FloatFloats are used to provide approximate numeric values of fractions, with a precision of up to 64 bits. Floats offer a larger range of values compared to decimals.Columns that are percentages; longitude/latitude.

String data types

Strings are everywhere in data—they allow folks to have descriptive text field columns, use regex in their data work, and honestly, they just make the data world go ‘round. To formalize it, a string type is a word, or the combination of characters that you’ll typically see encased in single quotes (ex. 'Jaffle Shop', '1234 Shire Lane', 'Plan A').

Snowflake, Databricks, Google BigQuery, and Amazon Redshift all support the string data type. They may have slightly varying sub-types for strings; some data warehouses such as Snowflake and Redshift support text, char, and character string types which typically differ in byte length in comparison to the generic string type.
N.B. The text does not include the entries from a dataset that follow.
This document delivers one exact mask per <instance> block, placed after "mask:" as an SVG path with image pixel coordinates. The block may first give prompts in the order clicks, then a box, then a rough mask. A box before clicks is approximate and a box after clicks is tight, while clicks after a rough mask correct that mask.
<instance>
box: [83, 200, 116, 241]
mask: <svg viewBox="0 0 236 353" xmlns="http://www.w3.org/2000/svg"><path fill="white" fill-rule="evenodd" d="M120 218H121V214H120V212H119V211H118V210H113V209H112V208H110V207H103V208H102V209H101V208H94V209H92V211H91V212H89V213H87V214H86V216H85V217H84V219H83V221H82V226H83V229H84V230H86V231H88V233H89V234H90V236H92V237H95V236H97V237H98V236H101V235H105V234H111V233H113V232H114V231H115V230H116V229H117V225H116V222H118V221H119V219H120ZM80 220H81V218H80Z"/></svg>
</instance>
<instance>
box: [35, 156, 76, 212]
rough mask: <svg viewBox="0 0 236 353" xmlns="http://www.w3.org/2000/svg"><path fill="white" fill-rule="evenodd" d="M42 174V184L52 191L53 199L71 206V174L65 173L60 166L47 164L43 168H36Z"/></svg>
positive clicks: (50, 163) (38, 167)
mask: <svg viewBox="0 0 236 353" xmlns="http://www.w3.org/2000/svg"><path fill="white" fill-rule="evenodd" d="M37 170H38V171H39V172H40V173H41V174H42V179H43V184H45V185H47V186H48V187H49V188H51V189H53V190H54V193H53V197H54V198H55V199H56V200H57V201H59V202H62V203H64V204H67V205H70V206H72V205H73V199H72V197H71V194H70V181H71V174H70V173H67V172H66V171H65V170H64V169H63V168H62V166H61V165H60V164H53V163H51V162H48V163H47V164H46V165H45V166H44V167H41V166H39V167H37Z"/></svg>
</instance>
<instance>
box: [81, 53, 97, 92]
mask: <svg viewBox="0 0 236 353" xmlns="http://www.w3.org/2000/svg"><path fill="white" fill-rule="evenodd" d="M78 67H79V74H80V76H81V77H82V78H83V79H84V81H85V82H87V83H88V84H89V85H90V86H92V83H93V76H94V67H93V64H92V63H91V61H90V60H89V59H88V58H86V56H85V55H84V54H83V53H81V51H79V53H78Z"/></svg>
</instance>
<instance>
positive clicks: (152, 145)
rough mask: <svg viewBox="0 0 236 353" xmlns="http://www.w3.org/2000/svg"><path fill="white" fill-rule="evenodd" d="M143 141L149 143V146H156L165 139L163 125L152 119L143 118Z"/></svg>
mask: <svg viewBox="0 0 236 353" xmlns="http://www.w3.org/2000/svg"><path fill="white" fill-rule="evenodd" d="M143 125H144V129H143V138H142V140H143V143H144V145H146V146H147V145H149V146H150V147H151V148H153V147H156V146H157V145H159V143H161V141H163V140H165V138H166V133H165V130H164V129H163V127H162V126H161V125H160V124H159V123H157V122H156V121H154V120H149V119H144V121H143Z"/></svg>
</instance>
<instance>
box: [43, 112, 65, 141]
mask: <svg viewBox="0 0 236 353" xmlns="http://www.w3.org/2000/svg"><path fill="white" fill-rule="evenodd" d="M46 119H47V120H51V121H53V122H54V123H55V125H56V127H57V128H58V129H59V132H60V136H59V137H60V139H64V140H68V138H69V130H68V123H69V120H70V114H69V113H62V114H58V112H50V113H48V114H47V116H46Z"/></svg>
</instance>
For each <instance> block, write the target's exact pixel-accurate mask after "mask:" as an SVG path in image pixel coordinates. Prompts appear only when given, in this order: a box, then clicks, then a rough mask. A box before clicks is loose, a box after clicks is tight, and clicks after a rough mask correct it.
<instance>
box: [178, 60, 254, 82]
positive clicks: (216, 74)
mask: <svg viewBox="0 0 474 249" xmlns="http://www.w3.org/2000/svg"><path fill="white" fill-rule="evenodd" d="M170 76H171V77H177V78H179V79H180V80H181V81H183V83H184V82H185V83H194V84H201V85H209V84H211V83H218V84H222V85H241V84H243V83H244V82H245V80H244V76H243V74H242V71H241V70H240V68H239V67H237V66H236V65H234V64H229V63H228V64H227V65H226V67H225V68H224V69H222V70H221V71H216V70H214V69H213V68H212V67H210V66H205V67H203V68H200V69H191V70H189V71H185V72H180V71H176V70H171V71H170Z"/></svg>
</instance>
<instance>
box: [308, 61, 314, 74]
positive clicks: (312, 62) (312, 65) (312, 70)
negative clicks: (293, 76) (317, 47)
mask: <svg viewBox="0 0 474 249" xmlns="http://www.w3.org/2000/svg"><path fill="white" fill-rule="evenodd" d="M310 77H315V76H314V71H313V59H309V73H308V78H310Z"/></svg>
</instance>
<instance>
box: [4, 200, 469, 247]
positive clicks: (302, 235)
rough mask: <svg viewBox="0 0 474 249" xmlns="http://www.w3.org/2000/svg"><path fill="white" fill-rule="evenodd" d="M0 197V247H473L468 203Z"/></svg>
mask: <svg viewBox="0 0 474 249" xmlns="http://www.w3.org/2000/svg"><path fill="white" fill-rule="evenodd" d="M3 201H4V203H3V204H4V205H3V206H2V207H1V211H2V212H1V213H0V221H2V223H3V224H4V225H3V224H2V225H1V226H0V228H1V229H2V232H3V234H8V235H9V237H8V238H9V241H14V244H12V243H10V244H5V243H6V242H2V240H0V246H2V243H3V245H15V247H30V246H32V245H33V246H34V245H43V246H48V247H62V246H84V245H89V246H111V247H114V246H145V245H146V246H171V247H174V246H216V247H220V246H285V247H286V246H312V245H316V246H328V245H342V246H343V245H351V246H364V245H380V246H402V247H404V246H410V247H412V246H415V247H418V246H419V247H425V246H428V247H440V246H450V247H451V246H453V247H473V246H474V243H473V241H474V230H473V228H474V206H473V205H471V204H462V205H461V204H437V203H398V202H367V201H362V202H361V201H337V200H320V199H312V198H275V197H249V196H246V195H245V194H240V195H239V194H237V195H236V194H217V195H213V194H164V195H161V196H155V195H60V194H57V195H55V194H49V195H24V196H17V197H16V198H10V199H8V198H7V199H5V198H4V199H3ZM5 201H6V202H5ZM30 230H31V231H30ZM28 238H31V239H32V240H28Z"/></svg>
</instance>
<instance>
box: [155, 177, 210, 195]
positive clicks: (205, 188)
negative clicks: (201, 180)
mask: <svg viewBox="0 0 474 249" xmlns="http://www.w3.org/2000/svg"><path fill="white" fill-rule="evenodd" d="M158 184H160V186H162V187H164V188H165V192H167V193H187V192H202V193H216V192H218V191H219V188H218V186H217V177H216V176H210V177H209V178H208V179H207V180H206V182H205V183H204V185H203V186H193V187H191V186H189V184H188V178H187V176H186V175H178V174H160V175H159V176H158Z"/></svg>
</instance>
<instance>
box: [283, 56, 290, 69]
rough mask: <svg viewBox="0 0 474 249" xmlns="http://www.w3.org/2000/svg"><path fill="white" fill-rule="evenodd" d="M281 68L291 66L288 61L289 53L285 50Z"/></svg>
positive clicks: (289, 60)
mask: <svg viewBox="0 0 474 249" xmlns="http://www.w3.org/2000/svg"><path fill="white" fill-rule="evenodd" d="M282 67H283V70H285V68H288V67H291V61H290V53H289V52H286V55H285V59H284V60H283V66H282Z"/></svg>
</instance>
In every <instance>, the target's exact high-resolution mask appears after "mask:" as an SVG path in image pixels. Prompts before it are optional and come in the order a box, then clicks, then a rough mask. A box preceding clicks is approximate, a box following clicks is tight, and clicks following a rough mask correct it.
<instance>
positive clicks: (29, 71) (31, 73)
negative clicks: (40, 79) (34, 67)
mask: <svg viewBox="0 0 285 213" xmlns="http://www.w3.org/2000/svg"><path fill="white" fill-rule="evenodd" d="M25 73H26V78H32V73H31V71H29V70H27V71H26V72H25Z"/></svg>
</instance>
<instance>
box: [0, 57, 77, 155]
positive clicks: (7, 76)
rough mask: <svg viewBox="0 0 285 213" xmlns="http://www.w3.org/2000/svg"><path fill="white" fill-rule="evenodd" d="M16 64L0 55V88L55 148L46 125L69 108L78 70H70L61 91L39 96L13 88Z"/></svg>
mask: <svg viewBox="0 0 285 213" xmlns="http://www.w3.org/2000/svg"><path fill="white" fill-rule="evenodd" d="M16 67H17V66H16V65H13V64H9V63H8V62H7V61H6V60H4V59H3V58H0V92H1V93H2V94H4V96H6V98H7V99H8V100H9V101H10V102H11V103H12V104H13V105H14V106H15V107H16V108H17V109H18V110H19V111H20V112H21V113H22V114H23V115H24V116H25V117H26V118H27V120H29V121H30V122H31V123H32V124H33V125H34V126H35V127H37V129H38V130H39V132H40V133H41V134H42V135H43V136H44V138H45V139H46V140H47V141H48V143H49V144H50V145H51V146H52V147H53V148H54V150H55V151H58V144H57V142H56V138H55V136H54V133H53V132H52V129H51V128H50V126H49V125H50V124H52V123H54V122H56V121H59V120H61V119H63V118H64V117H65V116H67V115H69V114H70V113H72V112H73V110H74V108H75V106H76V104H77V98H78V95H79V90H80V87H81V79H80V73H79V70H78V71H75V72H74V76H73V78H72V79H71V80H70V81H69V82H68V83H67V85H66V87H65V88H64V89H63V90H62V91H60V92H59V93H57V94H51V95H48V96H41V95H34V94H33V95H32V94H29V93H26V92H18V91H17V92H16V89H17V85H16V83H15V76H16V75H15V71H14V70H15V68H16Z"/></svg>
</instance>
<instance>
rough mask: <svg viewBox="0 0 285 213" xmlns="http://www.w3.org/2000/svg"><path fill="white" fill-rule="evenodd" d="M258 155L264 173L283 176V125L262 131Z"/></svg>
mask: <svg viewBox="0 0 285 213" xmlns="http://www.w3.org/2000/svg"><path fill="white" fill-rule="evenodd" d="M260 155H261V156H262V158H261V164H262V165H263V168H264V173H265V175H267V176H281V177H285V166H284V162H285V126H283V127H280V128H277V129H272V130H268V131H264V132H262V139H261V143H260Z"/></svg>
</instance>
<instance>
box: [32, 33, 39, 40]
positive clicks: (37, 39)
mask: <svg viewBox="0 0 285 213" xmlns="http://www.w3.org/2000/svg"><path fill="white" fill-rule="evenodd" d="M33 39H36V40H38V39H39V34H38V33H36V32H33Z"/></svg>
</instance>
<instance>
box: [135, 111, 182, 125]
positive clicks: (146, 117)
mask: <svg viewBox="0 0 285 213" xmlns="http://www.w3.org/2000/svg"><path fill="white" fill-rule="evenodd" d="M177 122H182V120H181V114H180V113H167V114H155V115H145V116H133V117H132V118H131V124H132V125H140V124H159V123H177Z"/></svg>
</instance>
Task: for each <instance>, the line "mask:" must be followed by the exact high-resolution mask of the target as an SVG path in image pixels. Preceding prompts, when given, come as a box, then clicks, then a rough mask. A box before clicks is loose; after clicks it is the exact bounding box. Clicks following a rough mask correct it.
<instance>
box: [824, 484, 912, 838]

Again, since most string type columns are inherent in your data, you’ll likely be ok using generic varchar or strings for casting, but it never hurts to read up on the docs specific to your data warehouse string support!

Date data types

Dates, timestamps, timezones—all the fun (slightly painful) data things that make analytics engineers real data practitioners (people who occasionally want to yank their hair out).

Below, we’ll unpack dates, datetimes, times, and timestamps, to help you better understand the core date data types.

Working our way from simplest to most complex, dates, typically represented with the DATE type are what you typically associate with a calendar date (ex. 2022-12-16), and are limited to the range of 0001-01-01 to 9999-12-31.

DATETIME values contain both calendar date and time (ex. 2022-12-16 02:33:24) and may additionally include the sub-seconds. TIME types are typically represented as the HH:MM:SS of a time and don’t contain a specified timezone.

TIMESTAMP data types allow for the greatest specification and precision of a point in time and can be specified with or without a timezone. Most event-driven data fields (ex. Order completed time, account created time, user churned time) will be represented as timestamps in your data sources. Some data warehouses, such as Amazon Redshift and Snowflake, support different timestamp options that allow for explicit specification of a timezone (or lack thereof).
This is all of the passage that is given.